Anway’s ‘Abierto’ Exhibit Features 3 Art Students | Nebraska today

Byron Anway, assistant professor of practice in the School of Art, Art History and Design, organizes an exhibition, “Abierto”, which is the Spanish translation of “open”, in a gallery in the center- town of Lincoln.

The work of three University of Nebraska-Lincoln art students is featured in “Abierto,” which opens April 1 at the Tugboat Gallery, 116 N. 14th St. An opening reception will be held from 7 p.m. to 10 p.m. and the exhibition will continue until April 30 at the gallery. To view the exhibition outside of the opening reception, visitors can access the gallery through the art supply store employees.

Organized by Anway, “Abierto” is an exhibition of drawings, paintings and sculptures by Anway and students Belen Catalan, Chas Hyman and Qiqe Panqeqi Martinez.

In “Abierto”, the four artists reinvent their past, present and future selves. Stories become memories; personal and cultural heritage are assessed for honesty and accuracy.

Tugboat Gallery is the combined effort of School of Art, Art History and Design alumni Peggy Gomez, Nolan Tredway and Lisa Guevara and provides exhibition opportunities for emerging artists and professionals alike. established.

“Due to the distancing protocols of the covid-19 pandemic, many art institutions suspended gallery programming for nearly two years,” Anway said. “For over 15 years, Tugboat has provided exhibition opportunities for emerging and established artists. This exhibition, presenting a ONE faculty of art as well as three very talented art students, is both. Since the pandemic disrupted in-person art exhibits for nearly two years, many first- and second-year art students have never visited Lincoln galleries in person. ‘Abierto’ is designed as a way to reintroduce Tugboat programming to undergraduate students ONE art students in studio.

Anway invited Catalan, Hyman and Martinez to exhibit their work with him.

“Thematically, much of the work relates to gender, race, figuration, introspection, and the relationship between childhood, memory, and imagination,” Anway said. “These three artists have thriving studio practices and do art outside of assigned classes. Each has established themselves as talented, hardworking, and committed to making art a career. Each student has expressed interest in actively exhibiting work during their course of study Finally, these students identified themselves as ready to show mature work in a professional setting.

Martinez said she looks forward to exhibiting her work.
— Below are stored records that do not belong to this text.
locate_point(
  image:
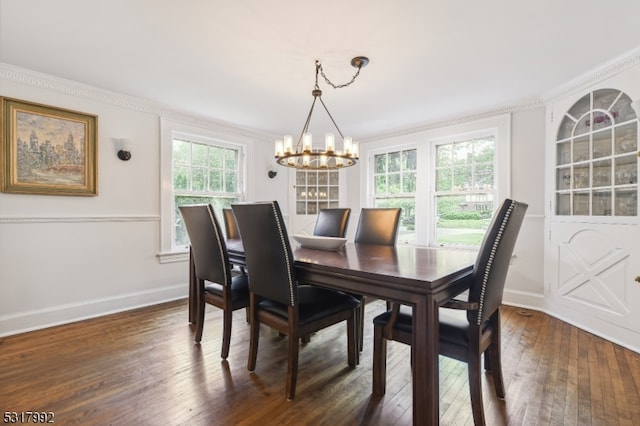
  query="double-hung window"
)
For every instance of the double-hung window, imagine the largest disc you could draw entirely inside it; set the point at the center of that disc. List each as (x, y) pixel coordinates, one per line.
(394, 176)
(448, 180)
(203, 173)
(465, 188)
(198, 166)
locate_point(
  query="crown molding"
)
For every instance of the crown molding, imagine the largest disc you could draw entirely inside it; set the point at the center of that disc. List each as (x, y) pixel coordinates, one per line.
(580, 84)
(48, 82)
(76, 219)
(577, 85)
(459, 119)
(587, 80)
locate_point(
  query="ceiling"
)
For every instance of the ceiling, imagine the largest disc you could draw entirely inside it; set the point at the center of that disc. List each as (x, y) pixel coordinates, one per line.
(251, 62)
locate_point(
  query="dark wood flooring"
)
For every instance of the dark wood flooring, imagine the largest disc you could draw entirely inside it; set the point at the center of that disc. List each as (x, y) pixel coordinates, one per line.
(143, 368)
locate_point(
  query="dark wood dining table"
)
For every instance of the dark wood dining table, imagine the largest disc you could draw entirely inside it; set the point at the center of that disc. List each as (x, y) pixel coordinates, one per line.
(421, 277)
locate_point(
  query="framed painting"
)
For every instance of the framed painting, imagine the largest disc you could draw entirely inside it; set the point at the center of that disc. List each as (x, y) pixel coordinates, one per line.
(47, 150)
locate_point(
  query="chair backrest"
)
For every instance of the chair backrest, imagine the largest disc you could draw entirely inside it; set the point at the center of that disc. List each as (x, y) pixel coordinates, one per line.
(207, 243)
(267, 251)
(230, 225)
(378, 226)
(332, 222)
(494, 257)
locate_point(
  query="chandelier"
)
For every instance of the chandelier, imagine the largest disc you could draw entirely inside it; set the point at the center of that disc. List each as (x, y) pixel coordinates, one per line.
(303, 156)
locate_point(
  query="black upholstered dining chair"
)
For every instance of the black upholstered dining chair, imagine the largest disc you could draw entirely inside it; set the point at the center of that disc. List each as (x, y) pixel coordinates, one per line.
(230, 224)
(215, 284)
(467, 328)
(232, 232)
(378, 226)
(332, 222)
(276, 298)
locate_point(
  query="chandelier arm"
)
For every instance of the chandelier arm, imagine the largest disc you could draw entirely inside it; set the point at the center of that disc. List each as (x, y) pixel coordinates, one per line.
(306, 123)
(337, 86)
(331, 117)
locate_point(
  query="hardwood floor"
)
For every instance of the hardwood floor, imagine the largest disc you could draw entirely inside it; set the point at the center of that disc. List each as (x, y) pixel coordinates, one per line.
(142, 367)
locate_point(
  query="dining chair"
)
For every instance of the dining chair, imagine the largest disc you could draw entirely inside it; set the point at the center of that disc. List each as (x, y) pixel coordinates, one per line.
(377, 226)
(332, 222)
(276, 298)
(215, 283)
(468, 329)
(232, 232)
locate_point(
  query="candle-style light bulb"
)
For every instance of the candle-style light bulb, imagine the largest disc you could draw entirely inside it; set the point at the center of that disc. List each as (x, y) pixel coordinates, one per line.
(307, 142)
(330, 143)
(347, 145)
(288, 144)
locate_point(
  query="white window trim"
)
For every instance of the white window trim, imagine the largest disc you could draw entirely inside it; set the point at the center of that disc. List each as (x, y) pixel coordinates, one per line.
(168, 131)
(425, 142)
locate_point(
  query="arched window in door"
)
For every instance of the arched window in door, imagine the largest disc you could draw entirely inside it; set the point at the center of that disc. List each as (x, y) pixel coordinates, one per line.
(597, 157)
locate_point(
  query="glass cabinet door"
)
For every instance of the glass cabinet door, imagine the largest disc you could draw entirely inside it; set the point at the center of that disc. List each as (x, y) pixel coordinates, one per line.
(597, 157)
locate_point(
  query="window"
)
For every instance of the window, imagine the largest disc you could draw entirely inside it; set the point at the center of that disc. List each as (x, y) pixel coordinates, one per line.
(204, 164)
(464, 190)
(203, 173)
(447, 180)
(395, 186)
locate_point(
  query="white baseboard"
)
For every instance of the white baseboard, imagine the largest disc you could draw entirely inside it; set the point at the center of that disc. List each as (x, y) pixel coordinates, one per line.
(63, 314)
(523, 299)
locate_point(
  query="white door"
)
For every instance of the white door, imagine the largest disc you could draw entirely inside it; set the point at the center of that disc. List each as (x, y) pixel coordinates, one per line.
(592, 254)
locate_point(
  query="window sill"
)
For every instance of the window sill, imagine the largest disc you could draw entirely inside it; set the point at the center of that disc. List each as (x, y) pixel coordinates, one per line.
(174, 256)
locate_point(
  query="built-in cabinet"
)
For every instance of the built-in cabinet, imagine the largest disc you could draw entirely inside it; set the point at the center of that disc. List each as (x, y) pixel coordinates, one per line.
(596, 157)
(592, 252)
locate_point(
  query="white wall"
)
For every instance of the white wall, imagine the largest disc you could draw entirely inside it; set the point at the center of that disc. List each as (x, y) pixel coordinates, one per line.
(525, 283)
(67, 258)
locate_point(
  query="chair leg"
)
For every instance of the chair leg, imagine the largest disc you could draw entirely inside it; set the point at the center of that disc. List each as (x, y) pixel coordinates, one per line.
(360, 324)
(227, 320)
(200, 308)
(379, 361)
(475, 388)
(254, 334)
(352, 338)
(292, 366)
(496, 370)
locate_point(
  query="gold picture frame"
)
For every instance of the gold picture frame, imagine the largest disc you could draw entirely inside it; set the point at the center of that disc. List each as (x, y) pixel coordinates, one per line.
(47, 150)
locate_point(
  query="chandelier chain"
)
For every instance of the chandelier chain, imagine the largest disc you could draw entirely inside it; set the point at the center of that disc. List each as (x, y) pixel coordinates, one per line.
(326, 79)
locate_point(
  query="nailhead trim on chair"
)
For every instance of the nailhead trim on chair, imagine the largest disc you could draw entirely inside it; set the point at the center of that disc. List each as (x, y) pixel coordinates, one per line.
(494, 248)
(286, 256)
(217, 233)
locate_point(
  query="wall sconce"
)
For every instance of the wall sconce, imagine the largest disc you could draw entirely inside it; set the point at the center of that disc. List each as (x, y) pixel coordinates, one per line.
(123, 146)
(272, 170)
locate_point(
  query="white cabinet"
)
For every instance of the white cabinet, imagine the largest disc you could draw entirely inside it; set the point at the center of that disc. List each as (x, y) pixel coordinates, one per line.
(592, 252)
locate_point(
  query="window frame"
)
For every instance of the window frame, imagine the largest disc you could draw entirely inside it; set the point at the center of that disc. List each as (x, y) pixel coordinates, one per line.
(425, 142)
(387, 196)
(173, 130)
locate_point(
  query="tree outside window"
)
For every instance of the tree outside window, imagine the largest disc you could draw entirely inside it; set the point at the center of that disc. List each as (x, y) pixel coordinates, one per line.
(464, 190)
(395, 186)
(203, 174)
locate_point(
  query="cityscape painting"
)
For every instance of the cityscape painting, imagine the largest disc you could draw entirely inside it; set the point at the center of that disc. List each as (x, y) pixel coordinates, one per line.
(47, 150)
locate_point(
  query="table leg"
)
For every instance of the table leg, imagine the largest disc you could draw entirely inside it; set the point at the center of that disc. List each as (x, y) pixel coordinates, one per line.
(192, 289)
(426, 383)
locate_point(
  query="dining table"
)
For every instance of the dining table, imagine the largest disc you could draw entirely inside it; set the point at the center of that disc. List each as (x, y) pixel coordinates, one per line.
(423, 278)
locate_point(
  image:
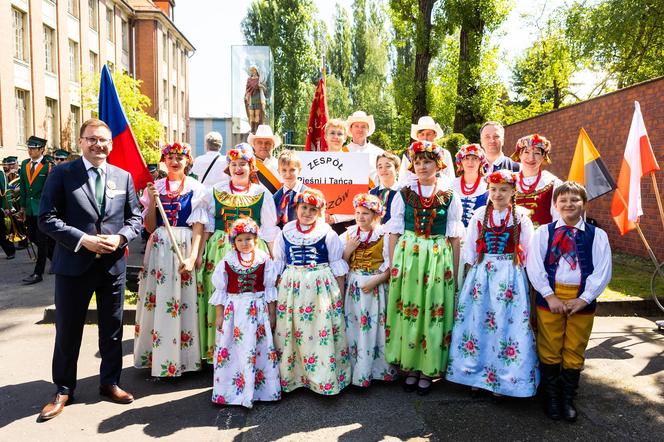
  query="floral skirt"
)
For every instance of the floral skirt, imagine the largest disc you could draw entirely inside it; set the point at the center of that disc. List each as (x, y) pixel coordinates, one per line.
(310, 334)
(245, 366)
(215, 249)
(166, 332)
(493, 344)
(421, 303)
(365, 330)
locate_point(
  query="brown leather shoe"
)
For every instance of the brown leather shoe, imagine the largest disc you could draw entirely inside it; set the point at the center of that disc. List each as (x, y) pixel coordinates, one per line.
(52, 409)
(116, 394)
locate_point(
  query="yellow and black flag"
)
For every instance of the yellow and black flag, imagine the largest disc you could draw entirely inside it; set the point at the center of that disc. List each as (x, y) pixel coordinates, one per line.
(588, 168)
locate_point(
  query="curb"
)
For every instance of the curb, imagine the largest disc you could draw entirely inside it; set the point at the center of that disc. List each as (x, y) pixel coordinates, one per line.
(640, 307)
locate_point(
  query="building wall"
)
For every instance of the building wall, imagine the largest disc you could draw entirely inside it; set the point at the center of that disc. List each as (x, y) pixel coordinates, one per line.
(62, 88)
(607, 120)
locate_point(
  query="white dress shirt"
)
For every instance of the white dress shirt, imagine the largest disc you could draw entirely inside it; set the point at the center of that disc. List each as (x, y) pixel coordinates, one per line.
(596, 281)
(216, 174)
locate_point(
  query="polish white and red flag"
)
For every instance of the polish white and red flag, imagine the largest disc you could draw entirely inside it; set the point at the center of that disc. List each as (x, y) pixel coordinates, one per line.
(638, 160)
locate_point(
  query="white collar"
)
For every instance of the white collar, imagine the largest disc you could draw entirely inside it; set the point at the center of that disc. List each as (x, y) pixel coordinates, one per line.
(581, 225)
(89, 165)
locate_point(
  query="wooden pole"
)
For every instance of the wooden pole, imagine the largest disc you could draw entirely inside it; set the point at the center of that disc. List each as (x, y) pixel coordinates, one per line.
(169, 230)
(659, 198)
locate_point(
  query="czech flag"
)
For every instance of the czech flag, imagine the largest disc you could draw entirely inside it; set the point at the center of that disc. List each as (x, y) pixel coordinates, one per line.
(317, 119)
(638, 161)
(125, 153)
(588, 169)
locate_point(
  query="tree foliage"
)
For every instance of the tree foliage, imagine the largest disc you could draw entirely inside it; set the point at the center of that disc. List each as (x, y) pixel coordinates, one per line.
(148, 131)
(623, 37)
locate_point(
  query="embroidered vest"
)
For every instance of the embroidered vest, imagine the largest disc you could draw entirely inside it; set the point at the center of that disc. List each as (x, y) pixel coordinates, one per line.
(368, 257)
(426, 221)
(584, 252)
(177, 210)
(538, 203)
(386, 196)
(470, 204)
(306, 255)
(229, 207)
(246, 280)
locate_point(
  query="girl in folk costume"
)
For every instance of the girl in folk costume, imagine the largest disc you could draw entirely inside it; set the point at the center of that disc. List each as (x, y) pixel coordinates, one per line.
(424, 243)
(493, 344)
(223, 204)
(535, 186)
(166, 333)
(245, 363)
(387, 166)
(471, 165)
(367, 252)
(310, 334)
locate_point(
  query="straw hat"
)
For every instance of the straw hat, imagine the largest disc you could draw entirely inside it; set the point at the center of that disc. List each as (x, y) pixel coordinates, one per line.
(264, 131)
(423, 123)
(361, 117)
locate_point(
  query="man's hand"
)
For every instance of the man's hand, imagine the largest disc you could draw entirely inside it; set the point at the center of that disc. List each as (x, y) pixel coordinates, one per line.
(575, 305)
(556, 305)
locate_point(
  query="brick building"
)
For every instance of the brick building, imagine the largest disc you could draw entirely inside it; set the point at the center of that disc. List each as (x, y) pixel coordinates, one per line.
(607, 120)
(56, 45)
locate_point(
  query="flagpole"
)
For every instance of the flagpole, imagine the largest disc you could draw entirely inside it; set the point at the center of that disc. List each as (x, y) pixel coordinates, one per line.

“I think Tugboat and Parrish Studios are some of the best places to see new, challenging, risk-taking art,” Martinez said. “I had hoped to exhibit there since my arrival in Lincoln. Seeing all the unique perspectives in this shared space will be a much-needed celebration of community. »

Anway’s recent work is inspired by memories of teaching and traveling abroad, particularly to Morocco. Among other venues, his work has been exhibited at the Joslyn Art Museum in Omaha and the Soo Visual Arts Center in Minneapolis. Her work has been published twice in “New American Paintings: The West”, Manifest Creative Research’s “International Painting Annual” and “Prairie Schooner”.

Catalan graduated from Grand Island Senior High School in 2020. Currently, they are based in Lincoln. The Catalan works with several mediums ranging from plaster, fabric and found objects to works in graphite on paper. Their work explores themes of kindness, fragility, femininity and Mexican queerness.

A contemporary painter and draftsman, Hyman is a black surrealist. She creates magical and imaginative portraits that are representative of her own childhood and her experience of dealing with mental illness, bereavement and isolation. She currently lives in Lincoln, but sees herself moving to the Pacific Northwest in the future to be alongside the region’s rich geographic features.

Martinez is an artist from Grand Island, Nebraska. Her paintings and drawings explore transgender identity and first-generation Mexican experiences.

“I use illustrations to fill in the gaps in my communication,” Martinez said. “I consider my drawings as descriptions, dialogues and even prophecies. I am especially looking forward to the exhibition because of the other emerging artists that I admire and with whom I am very honored to exhibit.